Mas a gente precisa sempre estar se explicando, sempre tentando justificar que o decote à mostra é só uma opção, que usar fio dental ou sair sem sutiã são uma escolha pessoal – e não dizem respeito aos outros. Pensar duas vezes antes de colocar uma calça justa, um vestido mais curto, porque sempre há um julgamento por trás deles.
O contrário, no entanto, não existe. Estava andando pela Avenida Júlio de Castilhos numa dessas tardes quentes e fiquei observando um homem de uns 50 anos, pancinha saliente, com a camiseta dobrada até a metade da barriga. Sem o menor constrangimento, sem ouvir nada de ninguém. Alguém consegue imaginar a cena protagonizada por uma mulher, na via mais movimentada da cidade?
Nesse período carnavalesco, a discussão sobre a liberdade – meu corpo, minhas regras / não é não – é amplificada, mas ainda precisamos de um longo percurso para que uma mãe amamentando seja apenas uma mãe amamentando e não uma mulher com o seio à mostra.

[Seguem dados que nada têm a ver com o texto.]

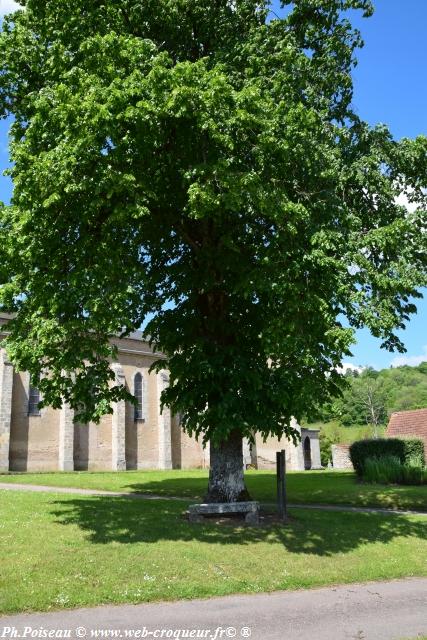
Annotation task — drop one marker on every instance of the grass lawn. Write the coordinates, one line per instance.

Tenho convicção de que todo excesso esconde uma falta, então esse falso moralismo diz mais sobre quem o tem do que quem sofre seus efeitos. A antropóloga Miriam Goldenberg diz que a única solução possível é parar de se importar com a opinião alheia. Sou mais utópica: para mim, precisaríamos de respeito recíproco. Só.